Uncanny Georgia: Tsul ‘Kalu

Judaculla Rock, photo by Onmountain [CC BY-SA 3.0], via Wikimedia Commons

Judaculla Rock, photo by Onmountain [CC BY-SA 3.0], via Wikimedia Commons

Tsul ‘kalu is a Cherokee word that roughly translates as “slant-eyed.” In the singular, the word refers an individual, a “lord of the hunt” in the spirit of “master (or mistress) of animals” figures in many world mythologies. He is said to live in Tsunegunyi, on the Tanasee Bald in Jackson County, North Carolina. European settlers sometimes garbled Tsul ‘kalu to Judaculla, from which the mysterious Judaculla Rock in western North Carolina gets its name.

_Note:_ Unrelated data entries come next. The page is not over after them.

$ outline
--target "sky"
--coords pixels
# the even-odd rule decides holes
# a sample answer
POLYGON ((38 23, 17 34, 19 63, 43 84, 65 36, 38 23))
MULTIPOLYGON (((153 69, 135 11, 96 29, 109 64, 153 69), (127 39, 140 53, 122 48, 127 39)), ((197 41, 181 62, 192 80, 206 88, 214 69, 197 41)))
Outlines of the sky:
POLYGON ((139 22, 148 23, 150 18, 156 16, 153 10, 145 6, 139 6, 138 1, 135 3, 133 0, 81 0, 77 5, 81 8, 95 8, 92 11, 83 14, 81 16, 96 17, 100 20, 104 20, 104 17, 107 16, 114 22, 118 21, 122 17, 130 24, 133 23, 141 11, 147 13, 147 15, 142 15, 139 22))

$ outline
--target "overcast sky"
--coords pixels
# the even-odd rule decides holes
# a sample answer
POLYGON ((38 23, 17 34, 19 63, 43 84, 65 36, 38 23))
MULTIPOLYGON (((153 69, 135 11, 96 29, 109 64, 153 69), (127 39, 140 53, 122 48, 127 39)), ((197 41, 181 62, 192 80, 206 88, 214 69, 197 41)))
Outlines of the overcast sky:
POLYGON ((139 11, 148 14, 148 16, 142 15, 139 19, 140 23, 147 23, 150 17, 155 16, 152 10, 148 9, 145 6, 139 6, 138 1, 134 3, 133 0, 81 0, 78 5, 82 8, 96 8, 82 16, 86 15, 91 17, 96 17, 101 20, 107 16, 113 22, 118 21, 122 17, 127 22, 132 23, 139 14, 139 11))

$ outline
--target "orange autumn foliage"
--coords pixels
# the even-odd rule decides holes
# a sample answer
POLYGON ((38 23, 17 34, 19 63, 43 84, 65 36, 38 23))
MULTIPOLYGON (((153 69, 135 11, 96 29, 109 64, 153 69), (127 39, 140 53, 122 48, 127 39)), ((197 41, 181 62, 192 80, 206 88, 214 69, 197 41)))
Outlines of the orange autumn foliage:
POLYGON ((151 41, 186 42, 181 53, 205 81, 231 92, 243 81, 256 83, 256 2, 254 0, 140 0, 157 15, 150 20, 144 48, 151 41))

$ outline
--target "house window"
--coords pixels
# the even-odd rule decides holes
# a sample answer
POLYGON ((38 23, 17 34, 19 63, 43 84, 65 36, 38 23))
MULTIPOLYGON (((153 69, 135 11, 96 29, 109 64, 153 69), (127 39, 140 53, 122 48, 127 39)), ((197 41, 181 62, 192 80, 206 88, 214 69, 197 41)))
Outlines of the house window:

The Cherokee of northern Georgia no doubt would have also been familiar with Tsul ‘kalu. But this “lord of the hunt” was not merely an individual. The plural form, tsunil ‘kalu refers to a race of mythological giants that live in the far west. According to James Mooney’s Myths of the Cherokee (1900),

James Wafford, of the western Cherokee, who was born in Georgia in 1806, says that his grandmother, who must have been born about the middle of the last century, told him that she had beard from the old people that long before her time a party of giants had come once to visit the Cherokee. They were nearly twice as tall as common men, and had their eyes set slanting in their heads, so that the Cherokee called them Tsunil’kälû’, “The Slant-eyed people,” because they looked like the giant hunter Tsul’kälû’.… They said that these giants lived very far away in the direction in which the sun goes down. The Cherokee received them as friends, and they stayed some time, and then returned to their home in the west.

In Children of Pride, my protagonists pass by Judaculla Rock on a couple of occasions, although I don’t bring up its associations with Tsul ‘kalu. In Oak, Ash, and Thorn, however, I did manage to find room for a slant-eyed giant as a secondary character.